Caminhar por Copacabana pode ser surpreendente. Há o que sempre é visto e o que não vimos ainda, supresa. Estava lá, sempre esteve, mas passou batido. Não havíamos visto, até que se mostra. Porque estamos preparados para ver.
Foi assim com as orquídeas. É a minha flor predileta. Eu criava orquídeas em Brasília. Há várias espécies de orquídeas. Prefiro a tradicional, a phaleanopolis. Acho que é assim que escreve. Passei a me atentar às orquídeas de Copacabana e agora vejo orquídea em todo canto. Sempre, toda hora. Elas ficam presas aos troncos das árvores que estão em toda a parte nas ruas do bairro. As ruas residenciais de Copacabana são muito arborizadas. Isso melhora os ares do bairro.

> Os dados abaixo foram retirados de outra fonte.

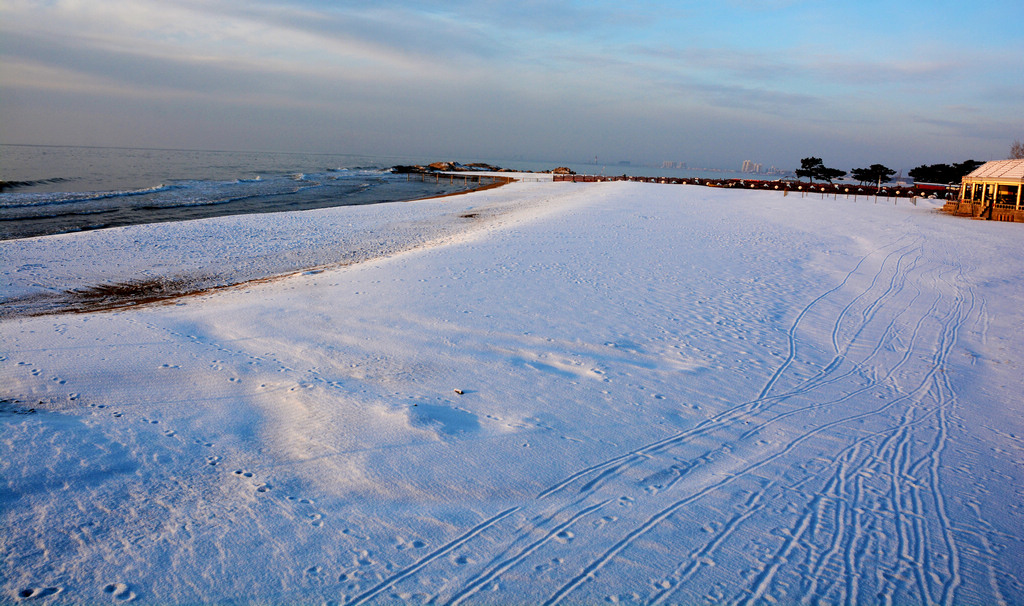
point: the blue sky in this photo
(707, 83)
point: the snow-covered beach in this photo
(546, 393)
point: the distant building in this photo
(993, 190)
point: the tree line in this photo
(814, 168)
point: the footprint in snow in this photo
(32, 593)
(120, 592)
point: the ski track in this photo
(876, 511)
(884, 487)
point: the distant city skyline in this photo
(707, 83)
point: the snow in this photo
(670, 394)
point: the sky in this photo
(900, 83)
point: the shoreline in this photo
(128, 293)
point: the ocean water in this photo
(51, 189)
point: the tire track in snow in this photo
(488, 575)
(420, 564)
(853, 555)
(613, 466)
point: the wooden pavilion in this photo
(993, 190)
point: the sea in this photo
(46, 189)
(56, 189)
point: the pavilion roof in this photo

Disseram-me que os moradores as colocam ali. Imunes à violência, aos assaltos, que dizem constantes no bairro, embora eu nunca tenha visto. Nem violência, nem assalto. Orquídeas vejo, muitas. Enfeitam, encantam. Em meio à brutalidade do concreto, mantiveram a cidade arborizada. E os moradores oferecem à paisagem talvez o que tenham de mais puro e belo: suas orquídeas.